The account begins with a look at animal spirits and their gradual marginalisation in economic orthodoxy. They discuss the role of Confidence; how Fairness is often an afterthought; how Corruption and Bad Faith creep in and how, in this context, accountants are our white-hatted heroes (though we do pause for thought over the role of Arthur Andersen in Enron). They lament the fact that too often "economics" books are economics books only, to the exclusion of the other social sciences (for a different treatment of economics which shares this sentiment see also Douglass North's Understanding The Process Of Economic Change).

A poignant aside is their observation on the increasing popularity of poker at the expense of the more collaborative game of contract bridge. This is at least an appropriate metaphor for the nature of finance in the early 21st Century, even if it isn't an indicator.

Having laid the foundations in Part 1, Part 2 proceeds to analyse and explain a number of economic phenomena such as commodities market fluctuations, the low propensity of people to save in the US, and real estate cycles.

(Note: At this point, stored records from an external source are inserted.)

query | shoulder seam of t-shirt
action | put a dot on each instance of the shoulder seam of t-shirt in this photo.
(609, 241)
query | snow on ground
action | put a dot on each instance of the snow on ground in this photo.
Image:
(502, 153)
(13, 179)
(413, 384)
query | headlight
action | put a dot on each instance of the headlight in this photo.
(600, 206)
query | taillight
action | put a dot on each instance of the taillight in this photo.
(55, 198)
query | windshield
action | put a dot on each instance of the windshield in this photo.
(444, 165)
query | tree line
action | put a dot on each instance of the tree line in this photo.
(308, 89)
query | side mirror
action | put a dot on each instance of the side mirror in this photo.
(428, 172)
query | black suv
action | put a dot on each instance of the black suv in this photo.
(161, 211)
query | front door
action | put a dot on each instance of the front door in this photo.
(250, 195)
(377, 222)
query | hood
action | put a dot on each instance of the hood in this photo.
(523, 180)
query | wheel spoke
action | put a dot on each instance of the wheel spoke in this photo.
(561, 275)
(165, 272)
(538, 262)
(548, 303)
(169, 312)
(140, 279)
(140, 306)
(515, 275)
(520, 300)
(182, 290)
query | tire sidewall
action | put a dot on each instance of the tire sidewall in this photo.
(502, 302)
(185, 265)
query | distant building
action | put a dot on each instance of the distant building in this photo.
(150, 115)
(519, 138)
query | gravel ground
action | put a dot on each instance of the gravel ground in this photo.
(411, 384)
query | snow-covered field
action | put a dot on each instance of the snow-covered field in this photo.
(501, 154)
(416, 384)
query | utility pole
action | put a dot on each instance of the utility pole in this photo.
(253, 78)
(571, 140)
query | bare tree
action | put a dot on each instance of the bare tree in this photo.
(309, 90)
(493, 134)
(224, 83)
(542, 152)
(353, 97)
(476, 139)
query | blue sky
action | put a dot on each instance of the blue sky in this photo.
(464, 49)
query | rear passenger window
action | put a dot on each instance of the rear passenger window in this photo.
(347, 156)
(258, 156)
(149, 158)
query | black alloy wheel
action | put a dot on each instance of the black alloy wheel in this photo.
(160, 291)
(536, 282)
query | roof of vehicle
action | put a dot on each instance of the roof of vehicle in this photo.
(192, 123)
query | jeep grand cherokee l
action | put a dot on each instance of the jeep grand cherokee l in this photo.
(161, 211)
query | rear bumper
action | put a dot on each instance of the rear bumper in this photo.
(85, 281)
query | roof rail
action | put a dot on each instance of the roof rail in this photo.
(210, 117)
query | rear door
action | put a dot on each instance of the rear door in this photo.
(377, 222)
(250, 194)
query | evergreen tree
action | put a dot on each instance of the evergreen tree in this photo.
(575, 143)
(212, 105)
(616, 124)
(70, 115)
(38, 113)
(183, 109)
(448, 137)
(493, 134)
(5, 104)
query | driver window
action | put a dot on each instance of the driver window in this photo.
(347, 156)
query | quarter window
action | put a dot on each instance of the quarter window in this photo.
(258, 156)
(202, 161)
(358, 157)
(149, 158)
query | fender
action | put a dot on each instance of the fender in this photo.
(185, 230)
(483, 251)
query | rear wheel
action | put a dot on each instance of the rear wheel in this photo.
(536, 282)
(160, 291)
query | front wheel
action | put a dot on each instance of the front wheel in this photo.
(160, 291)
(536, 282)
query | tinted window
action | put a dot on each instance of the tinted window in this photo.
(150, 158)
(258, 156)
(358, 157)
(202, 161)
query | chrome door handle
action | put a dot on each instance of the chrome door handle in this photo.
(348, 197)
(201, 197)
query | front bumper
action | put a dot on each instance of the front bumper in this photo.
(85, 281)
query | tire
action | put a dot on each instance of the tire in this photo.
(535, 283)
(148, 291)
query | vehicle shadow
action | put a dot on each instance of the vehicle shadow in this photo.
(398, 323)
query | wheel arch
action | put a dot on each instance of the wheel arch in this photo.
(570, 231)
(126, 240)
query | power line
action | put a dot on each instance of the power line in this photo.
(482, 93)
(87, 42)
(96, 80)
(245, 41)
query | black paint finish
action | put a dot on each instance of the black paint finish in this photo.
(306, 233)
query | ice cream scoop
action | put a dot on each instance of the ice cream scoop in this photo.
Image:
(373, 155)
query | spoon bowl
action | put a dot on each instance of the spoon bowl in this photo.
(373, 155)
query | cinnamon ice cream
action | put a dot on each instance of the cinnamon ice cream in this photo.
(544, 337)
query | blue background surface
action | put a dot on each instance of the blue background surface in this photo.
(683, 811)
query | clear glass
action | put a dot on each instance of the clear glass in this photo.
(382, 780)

Throughout they don't waste opportunities to have a snipe at some of those whose economics have, in their view, landed us in the current mess. There is a heavy hint of criticism of the Chicago school in general, a particularly targeted pop at Long Term Credit Management and its leading lights, Nobel laureates Merton and Scholes, and they even manage a gentle swing at sacred cows such as Milton Friedman and Paul Samuelson.

They also create opportunities to propose solutions, often beginning with the premise that if there is one function Government needs to perform it is the keeping in check of animal spirits, not to mention cleaning up the mess when things go wrong without creating the conditions where moral hazard becomes a real threat. A key passage comes in Chapter 11, which includes the conclusion that "what allows capitalism to function is the regulations which assure" us that when we buy something we are "getting a product with some guarantees."

Chapter 13, which is possibly the one most deserving and in need of elaboration, tackles the issues of minorities, and particularly the predicament of American blacks born into an apparently inexorable cycle of Us and Them. Very bravely in my opinion, at least from an intellectual point of view, they use this chapter to defend the principle of affirmative action programmes, and also to attack the government philosophy which gives a black male in the US a 25% lifetime chance of at some time being incarcerated in prison.

With regard to the writing, the prose throughout is highly readable, and the editing is generally good, although on page 65, when discussing bankers' failure to appreciate the import of the overheating economy in the 1920s, they say, "Thus they did fully appreciate its dangers", where I think the word "not" has been lost.

Readers of Akerlof's more academic works will likely find this particular volume rather lightweight. That has to be to the good, however, given the need to popularise some of the notions espoused here. I won't pretend to be 100% in agreement with their entire thesis, but I'd certainly rather see politicians singing to this hymnsheet than to Friedman's.